In 2011, he started working at the Lviv National Academy of Arts, where in 2015 he became a professor at the Department of Art Management. In 2016, he became the Head of the Department of Photography at the Kyiv National University of Culture and Arts.

He died on 18 November 2017 in Rivne. He was buried in the Lychakiv Cemetery in Lviv.

==Creativity==
He is the author of 45 scientific and educational works; about 2000 creative works, which he has exhibited at 100 exhibitions since 1969. He also had more than 80 solo exhibitions. The works are kept in the collections of museums and galleries around the world.

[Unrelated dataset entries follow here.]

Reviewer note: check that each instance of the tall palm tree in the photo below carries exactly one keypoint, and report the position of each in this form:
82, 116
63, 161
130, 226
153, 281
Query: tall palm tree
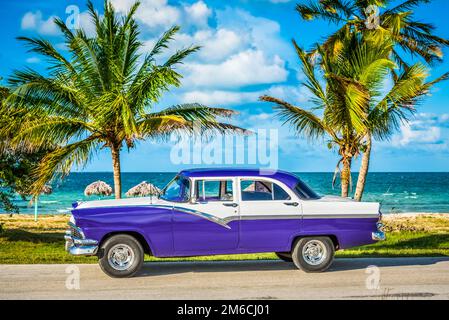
99, 95
351, 99
396, 24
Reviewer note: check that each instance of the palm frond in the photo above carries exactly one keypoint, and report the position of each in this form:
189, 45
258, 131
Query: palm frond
303, 121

He has published over 115 art photo albums, including: «Lviv», «Zhyvytsia», «Do tebe polynut», «Piieta v kameni», «Lvivskyi derzhavnyi akademichnyi teatr opery ta baletu im. I. Franka», «Lvivshchyna», «Rovenshchyna», «V kraiu Cheremosha y Pruta», «U svit shyrokyi», «Drevnii Halych», «Lviv. Pory roku», «Dlia tebe, Lvove, ya zhyvu!», «Zemle Frankova, vkloniaius tobi! Lvivshchyna», «Ukraino, ty dlia mene dyvo!», «Svitovidchuttia epokhy», «Svitlopys dushi», «Doleiu darovani zustrichi».

==Awards==
- 1993 – Shevchenko National Prize
- 1998 – Honored Art Worker of Ukraine
- 2000 – Order of Merit, 3rd degree
- 2000 – silver medal of the National Academy of Arts of Ukraine
- 2001 – Order for Labor Achievements, 4th degree, international open rating "Golden Fortune"
- 2009 – gold medal of the National Union of Journalists of Ukraine

Prizes:
- 1981 – Oleksandr Havryliuk
- 1988 – Mykola Ostrovskyi
- 2004 – International Golden Icarus
- 2000 – Bohdan Kotyk and Ivan Krypiakevych
- 2009 – Marko Cheremshyna
- 2010 – Roman Fedoriv
- 2013 – Bohdan Khmelnytskyi for the best coverage of military topics in works of literature and art
- 2016 - Panteleimon Kulish

In 2013, he became an honorary citizen of Novoselytsia, and in 2016, Horodets, Sarny Raion, Rivne Oblast.

==Honoring the memory==
In 2016, in his native village of Pylypyuk, the Sniatyn Raion Museum of Vasyl Pylypyuk's work was opened.

==Bibliography==
- Шевченківські лауреати. 1962–2007 : енциклопедичний довідник / автор-упор. М. Г. Лабінський ; вступ. слова І. М. Дзюби, Р. М. Лубківського. — 2-ге вид., змін. і доп. — К. : Криниця, 2007. — 768 с. — ISBN 978-966-7575-81-6. — С. 465–466.
- Почесні імена України — еліта держави: Довідково-біографічне видання / Автор-упорядник Ярослав Білейчук. — Том 2. — К.: Логос Україна, 2013. — С. 96–97.
- Василь Пилип'юк. Біобібліографічний покажчик: Науково-довідкове видання. — Львів: Львівська національна наукова бібліотека України імені В. Стефаника, 2013. — С. 496.
- Митець національної світлини. Національна еліта / Автор-упорядник Степан Голубка. — Львів: Світло й Тінь, 2013. — C. 288.